WASHINGTON ― Sen. Tim Scott (R-S.C.) seemingly chided White House chief of staff John Kelly on Tuesday after the former Marine Corps general claimed that the Civil War was caused by the inability to compromise.

WASHINGTON ― Sen. Tim Scott (R-S.C.) seemingly chided White House chief of staff John Kelly on Tuesday after the former Marine Corps general claimed that the Civil War was caused by the inability to compromise.

“We need to stop relitigating and referencing the Civil War as if there was some moral conundrum,” Scott, the sole black Senate Republican, said in a statement. “There was no compromise to make – only a choice between continuing slavery and ending it. We need to move forward together, instead of letting the divisions of the past continue to force us apart.”

Kelly on Monday said a “lack of ability to compromise led to the Civil War” and called the removal of Confederate monuments a “dangerous” scrubbing of history. The senior Donald Trump aide made the comments during an interview with Fox News’ Laura Ingraham, who asked his thoughts about the removal of two plaques honoring President George Washington and Gen. Robert E. Lee at a church in Alexandria, Virginia.

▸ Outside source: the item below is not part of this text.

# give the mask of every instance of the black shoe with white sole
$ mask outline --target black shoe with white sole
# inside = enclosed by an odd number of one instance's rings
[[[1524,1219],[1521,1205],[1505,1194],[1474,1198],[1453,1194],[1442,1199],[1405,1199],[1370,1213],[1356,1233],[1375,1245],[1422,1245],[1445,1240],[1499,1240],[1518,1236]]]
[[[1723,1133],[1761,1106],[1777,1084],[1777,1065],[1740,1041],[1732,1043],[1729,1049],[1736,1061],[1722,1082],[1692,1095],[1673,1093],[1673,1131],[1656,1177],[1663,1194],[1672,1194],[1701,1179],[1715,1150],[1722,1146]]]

“I would tell you that Robert E. Lee was an honorable man,” Kelly said during the interview.

“He was a man that gave up his country to fight for his state, which, 150 years ago, was more important than country,” he added. “It was always loyalty to state first back in those days. Now it’s different today. But the lack of an ability to compromise led to the Civil War. And men and women of good faith on both sides made their stand where their conscience had to make their stand.”

A number of U.S. historians have criticized Kelly’s comments about the Civil War, calling them “strange,” “sad,” and “wrong.” Stephanie McCurry, a history professor at Columbia University, told The Washington Post that Kelly’s comments echoed talking points of a “pro-Confederate view of the Civil War.”

White House press secretary Sarah Huckabee Sanders, however, defended her boss on Tuesday, accusing reporters of creating a false narrative.

“Because you don’t like history doesn’t mean that you can erase it and pretend that it didn’t happen,” Sanders said during a daily press briefing. “I think that’s the point that Gen. Kelly was trying to make.”

“All of our leaders have flaws,” Sanders added, citing George Washington, Thomas Jefferson, Franklin Roosevelt, and John F. Kennedy. “That doesn’t diminish their contributions to our country.”

Scott has been particularly vocal about the issue of racism in America. After white supremacists rallies in Charlottesville, Virginia, over the summer, Scott met with President Donald Trump in the Oval Office to discuss the president’s controversial response in which he said there was “blame on both sides.”